После ужина Андре-Луи объяснил, зачем именно приехал. Он намеревался сломить сопротивление крестного, не желавшего принять его помощь, тогда как это был единственный доступный ему способ обеспечить близких. Моро предложил крестному взглянуть фактам в лицо и дать надлежащую оценку событиям во Франции. Король обезглавлен, монархия упразднена, дворянские поместья конфискованы, и земли распределены «среди тех, кто не имел земли». Как будто владение землей в прошлом – это преступление, требующее наказания, а безземельность – добродетель, заслуживающая награды!

– Подобно тому как третье сословие вырвало власть у аристократии, намереваясь наделить ею всех и каждого, теперь чернь отобрала власть у третьего сословия, с тем чтобы монополизировать ее. Привилегии перешли из рук в руки. Если раньше ими пользовались дворяне – иначе говоря, люди, призванные править по рождению и воспитанию (пусть даже они и злоупотребляли властью), – то теперь привилегии завоевал всякий сброд. Землю отняли у собственников и транжирят, движимое имущество сплошь разграблено во благо нации. Своими мерами шайка алчных негодяев подкупает население, укрепляя свою власть. Они склоняют невежественный люд на свою сторону лестью и обманом, добиваются неслыханных полномочий и используют их в корыстных целях. Рано или поздно это приведет к полному хаосу и разорению страны. Потом, силой ли оружия или иным способом, они создадут на руинах новое государство, и порядок, равенство и безопасность снова восторжествуют; возмещение ущерба тем, кто лишился собственности и состояния, весьма вероятно, будет в числе их первых решений. Однако на это может уйти жизнь целого поколения. Что вы собираетесь делать? Ждать? Как вы будете жить до наступления лучших времен?

– Но по какому праву я должен рассчитывать на тебя, Андре?! – воскликнул крестный, не поддаваясь на уговоры.

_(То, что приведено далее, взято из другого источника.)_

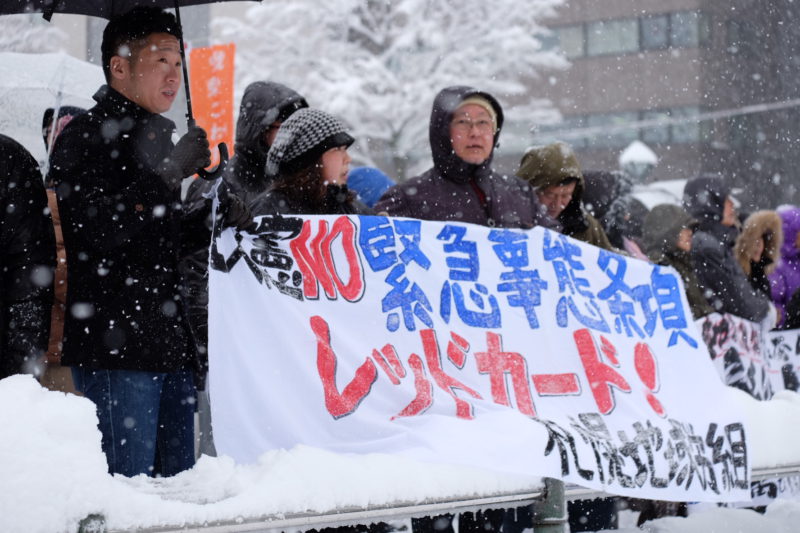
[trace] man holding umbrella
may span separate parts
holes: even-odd
[[[194,464],[196,361],[179,258],[208,246],[207,213],[187,215],[181,181],[210,164],[206,132],[173,146],[160,113],[181,83],[175,17],[139,7],[103,32],[97,105],[55,143],[68,294],[62,363],[97,405],[112,473],[173,475]],[[241,217],[239,209],[226,218]]]

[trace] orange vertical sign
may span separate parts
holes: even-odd
[[[189,51],[189,87],[197,125],[208,132],[211,164],[219,163],[214,148],[226,143],[233,153],[233,58],[236,45],[218,44]]]

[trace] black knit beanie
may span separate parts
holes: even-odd
[[[287,118],[267,154],[267,174],[292,174],[317,162],[331,148],[350,146],[344,124],[319,109],[305,108]]]

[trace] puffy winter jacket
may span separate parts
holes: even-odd
[[[757,293],[733,254],[738,231],[722,225],[730,187],[720,177],[701,176],[686,183],[683,205],[698,220],[692,237],[692,267],[700,290],[714,311],[760,322],[770,301]]]
[[[172,121],[108,86],[56,139],[50,178],[67,251],[62,364],[173,372],[195,362],[178,259],[208,246],[156,172]]]
[[[35,373],[47,348],[55,255],[39,167],[0,135],[0,379]]]

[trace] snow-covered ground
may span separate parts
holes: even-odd
[[[754,467],[800,464],[800,396],[781,392],[758,402],[736,389],[728,394],[726,400],[746,417]],[[167,479],[111,476],[94,406],[43,389],[28,376],[0,381],[0,428],[3,533],[74,532],[93,513],[102,514],[111,530],[136,530],[526,492],[540,482],[532,476],[302,446],[267,452],[249,466],[202,457],[191,471]],[[654,521],[648,531],[789,532],[797,531],[797,523],[800,504],[780,501],[765,515],[712,507],[688,519]]]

– Хотя бы по праву родства, раз мы с Алиной собираемся пожениться. Подумайте о нас, крестный: неужели мы должны впустую растрачивать нашу молодость в ожидании событий, которые могут и не произойти на нашем веку? – Он повернулся к Алине. – Ты, конечно, согласна со мной, дорогая? Ты ведь не видишь никакой выгоды в этой отсрочке?

Она улыбнулась ему искренне и ласково. Воспоминание о нежности, которой она одарила его этим вечером, надолго стало счастливейшим воспоминанием в его жизни.

– Мой дорогой, наши желания полностью совпадают.

Господин де Керкадью вздохнул и поднялся со стула. Возможно, в тот вечер источник блаженства Андре-Луи был для него источником печали. Кротость и уступчивость Алины в отношении Андре, сквозившие в каждом ее слове, каждом жесте, внезапно вызвали у господина де Керкадью чувство одиночества. Долгие годы племянница, которая была ему дорога как дочь, составляла всю его семью. И вот теперь он осознал, что теряет ее.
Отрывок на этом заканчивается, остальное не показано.